- Written by: Eugène Ionesco
- Original language: French
- Genre: satire

Premiere
- Date premiered: 1972
- Place premiered: Théâtre de l'Alliance française

= Macbett =

1972 satirical play by Eugène Ionesco

Macbett is Eugène Ionesco's satire on Shakespeare's Macbeth first staged in 1972.

==Plot==
Two generals, Macbett and Banco, put down a rebellion. In payment for their heroic service, Archduke Duncan promises to bestow on them land, titles and cash, but he reneges on the deal.

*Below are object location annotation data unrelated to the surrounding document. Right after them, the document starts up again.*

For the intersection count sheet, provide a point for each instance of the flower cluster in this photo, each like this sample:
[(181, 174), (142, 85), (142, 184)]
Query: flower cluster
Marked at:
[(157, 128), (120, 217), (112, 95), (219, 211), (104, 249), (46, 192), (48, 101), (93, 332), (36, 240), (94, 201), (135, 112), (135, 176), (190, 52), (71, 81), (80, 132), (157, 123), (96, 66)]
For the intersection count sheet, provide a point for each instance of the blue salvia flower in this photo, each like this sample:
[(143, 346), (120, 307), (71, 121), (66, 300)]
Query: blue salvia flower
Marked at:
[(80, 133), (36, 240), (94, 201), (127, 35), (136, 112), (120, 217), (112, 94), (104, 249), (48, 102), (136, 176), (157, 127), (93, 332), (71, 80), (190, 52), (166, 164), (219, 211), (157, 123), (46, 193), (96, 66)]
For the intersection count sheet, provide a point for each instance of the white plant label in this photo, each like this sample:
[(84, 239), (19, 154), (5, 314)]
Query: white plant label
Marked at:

Encouraged by the seductive Lady Duncan, Macbett plots to assassinate the Archduke and crown himself King. He tries to maintain his tenuous grip on the throne through a vicious cycle of murder and bloodshed. Meanwhile, he is haunted by the ghosts of his victims and discovers that his new wife is not all that she seems.

==Themes==
Written during the Cold War, Ionesco's Macbett remoulds Shakespeare's Macbeth into a comic tale of ambition, corruption, cowardice and excess, creating a tragic farce which takes human folly to its wildest extremes. Innovations include a long conversation between the thanes of Glamiss and Candor, the characters of a lemonade seller and butterfly hunter, and the revelation that the rightful heir to the throne is a worse tyrant than Macbett ever was.